Kafka escrevia para um único leitor: ele mesmo. Recordo Camões. Ele era um arruaceiro, e acabou na prisão, ou por motivos de suas rixas ou por ter se envolvido com a infanta Dona Maria, irmã do rei João III. Para obter o perdão do rei ele propôs-se a servi-lo na Índia, como soldado. Lá ficou 16 anos e, afinal, a bordo de um navio voltou para Portugal, acompanhado de uma jovem indiana, que ele amava, e a quem dedicou o lindo soneto "Alma minha gentil, que te partiste". O navio naufragou e Camões só pensou, durante o naufrágio, em uma coisa: salvar o manuscrito dos Lusíadas e dos seus poemas. Deixou a mulher amada morrer afogada (confesso que especulo), e perdeu todos os seus bens, mas salvou os seus manuscritos. Para quem ler? Estávamos no século 16 e muita pouca gente em Portugal sabia ler. Mas Camões pensou nesse punhado de leitores, era para eles que Camões escrevia, não importava quantos fossem eles.
Os leitores vão acabar? Talvez. Mas os escritores não. A síndrome de Camões vai continuar. O escritor vai resistir.
K - Acho que uma grande prova disso está aqui. Quantos blogs nascem diariamente, muitos com a preocupação de apenas escrever, se houver quem leia melhor, mas o importante é o exercício da escrita, a emoção de compartilhar os pensamentos, sejam eles bobagens diárias, desabafos contra o sistema, paixão compartilhada ou mesmo para falar do quanto o gatinho de estimação é fofinho ou quantos centímetros o bícepes aumentou no último mês graças a uma técnica nova do professor de malhação.
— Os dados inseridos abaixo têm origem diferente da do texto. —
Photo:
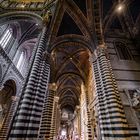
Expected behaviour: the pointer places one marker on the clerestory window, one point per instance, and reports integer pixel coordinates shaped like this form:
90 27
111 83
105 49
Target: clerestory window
123 51
20 61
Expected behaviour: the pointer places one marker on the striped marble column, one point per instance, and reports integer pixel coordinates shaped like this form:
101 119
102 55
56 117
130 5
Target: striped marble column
45 131
112 121
28 115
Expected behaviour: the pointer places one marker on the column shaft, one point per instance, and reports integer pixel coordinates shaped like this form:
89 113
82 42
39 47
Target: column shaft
112 121
28 115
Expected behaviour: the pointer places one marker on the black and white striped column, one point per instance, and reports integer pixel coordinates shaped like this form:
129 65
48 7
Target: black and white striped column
28 115
112 121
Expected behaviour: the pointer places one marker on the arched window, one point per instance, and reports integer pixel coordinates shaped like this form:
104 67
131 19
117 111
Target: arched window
6 38
123 51
20 60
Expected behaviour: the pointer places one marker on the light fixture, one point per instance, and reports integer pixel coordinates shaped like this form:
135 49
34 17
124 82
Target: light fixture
120 8
22 6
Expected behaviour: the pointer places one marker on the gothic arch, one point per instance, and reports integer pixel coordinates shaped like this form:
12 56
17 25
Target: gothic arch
77 16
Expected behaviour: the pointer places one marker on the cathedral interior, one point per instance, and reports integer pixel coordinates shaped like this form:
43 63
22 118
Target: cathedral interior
69 69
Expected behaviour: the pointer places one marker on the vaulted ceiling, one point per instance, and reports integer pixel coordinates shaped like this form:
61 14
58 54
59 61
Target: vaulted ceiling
76 28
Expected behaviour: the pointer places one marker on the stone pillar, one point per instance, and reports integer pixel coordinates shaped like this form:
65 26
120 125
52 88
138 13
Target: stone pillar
54 120
8 118
47 114
27 119
112 120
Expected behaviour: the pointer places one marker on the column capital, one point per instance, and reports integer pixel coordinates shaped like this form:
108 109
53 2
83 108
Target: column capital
56 99
46 17
15 98
47 57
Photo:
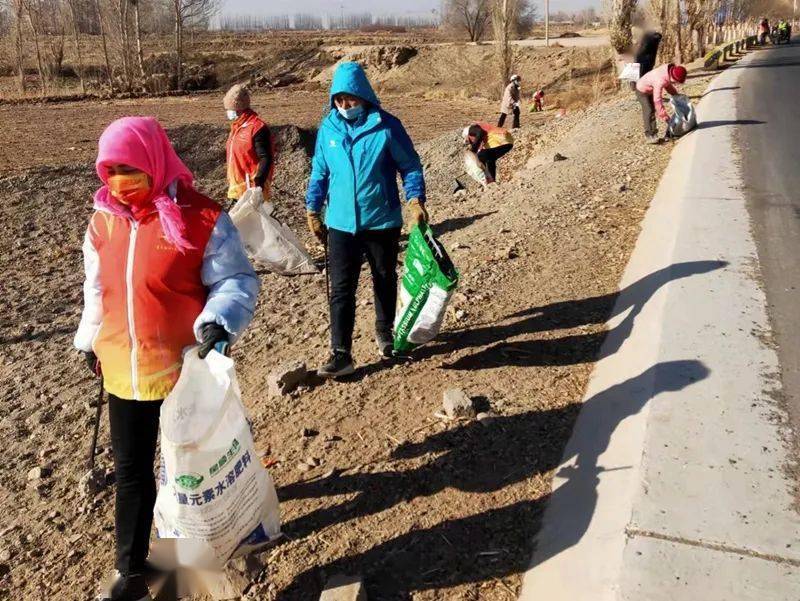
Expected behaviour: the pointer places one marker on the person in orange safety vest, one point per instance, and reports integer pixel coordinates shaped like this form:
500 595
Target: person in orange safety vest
250 150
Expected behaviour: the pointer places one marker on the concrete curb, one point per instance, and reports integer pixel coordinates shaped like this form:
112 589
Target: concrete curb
678 393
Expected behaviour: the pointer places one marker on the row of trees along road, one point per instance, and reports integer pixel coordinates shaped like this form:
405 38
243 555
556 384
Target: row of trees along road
688 27
114 29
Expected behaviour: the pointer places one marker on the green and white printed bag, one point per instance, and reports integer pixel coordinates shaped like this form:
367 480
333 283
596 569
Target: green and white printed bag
428 282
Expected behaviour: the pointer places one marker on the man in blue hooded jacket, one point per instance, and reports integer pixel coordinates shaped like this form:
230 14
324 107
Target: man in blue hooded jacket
359 152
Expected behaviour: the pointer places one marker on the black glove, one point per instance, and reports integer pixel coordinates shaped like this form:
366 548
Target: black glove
210 335
91 362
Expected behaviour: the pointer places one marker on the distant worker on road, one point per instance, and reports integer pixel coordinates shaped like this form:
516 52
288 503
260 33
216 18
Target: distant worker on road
359 152
538 101
489 143
250 152
784 31
510 102
763 31
649 90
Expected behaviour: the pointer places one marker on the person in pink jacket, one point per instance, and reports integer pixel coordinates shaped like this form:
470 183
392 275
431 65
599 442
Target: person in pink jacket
649 90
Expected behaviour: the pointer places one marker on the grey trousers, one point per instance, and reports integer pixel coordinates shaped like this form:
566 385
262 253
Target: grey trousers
648 113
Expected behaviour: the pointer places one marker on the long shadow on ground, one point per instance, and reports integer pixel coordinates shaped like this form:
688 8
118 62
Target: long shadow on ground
502 350
475 458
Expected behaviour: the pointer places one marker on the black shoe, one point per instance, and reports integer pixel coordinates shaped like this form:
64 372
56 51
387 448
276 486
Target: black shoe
125 588
385 344
340 364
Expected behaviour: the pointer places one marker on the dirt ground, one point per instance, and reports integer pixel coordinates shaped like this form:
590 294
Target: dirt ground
423 508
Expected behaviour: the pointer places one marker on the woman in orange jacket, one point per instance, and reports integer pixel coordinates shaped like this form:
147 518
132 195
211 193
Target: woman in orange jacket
165 269
489 143
249 151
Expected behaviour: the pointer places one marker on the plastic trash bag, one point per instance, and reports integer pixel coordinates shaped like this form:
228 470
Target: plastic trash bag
631 72
684 120
268 240
429 279
214 489
474 168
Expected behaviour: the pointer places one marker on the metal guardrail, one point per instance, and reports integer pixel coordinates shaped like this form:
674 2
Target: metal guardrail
727 51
O escrever é deliciar-se expondo-se ao outro e isso não tem a ver com o que o outro quer ler, mas com aquilo que queremos passar, aos poucos os interessados vão se chegando, tornando esse ou aquele escritor mais querido e outros nem tanto.Muitos reclamaram quando Paulo Coelho começou sua campanha para a ABL, diziam (e dizem) que sua escrita é superficial, qual o quê, sua escrita é direta, simples e o mais importante tem um público cativo, não porque o Paulo escreveu para aquele público, mas porque o público se identificou com ele e seguiu lendo-o. Diz o ditado que quando o aluno está pronto o mestre aparece. No caso de livros também é assim, prontos, os leitores que se verem ali aparecerão e ficarão fiéis (a menos que o autor mude radicalmente seu estilo). Acho que criticamos demais e não nos damos conta que nesse País onde somente 25% das pessoas são plenamente capazes de efetuar uma leitura decente, qualquer um capaz de levar alguem a passar numa livraria e comprar e ler um livro é alguem muito especial.
O que falta é estimular as pessoas a conhecer os clássicos, a experimentar gradualmente os mitos, a escalar a montanha do saber e chegar aos deuses.
Falta dizer que leitura é prazer e prazer só ocorre quando há alegria, empatia, aceitação. Depois disso com toda a naturalidade, assim como no sexo ou na degustação de vinhos, o refinamento irá desenvolver gostos mais delicados e refinados.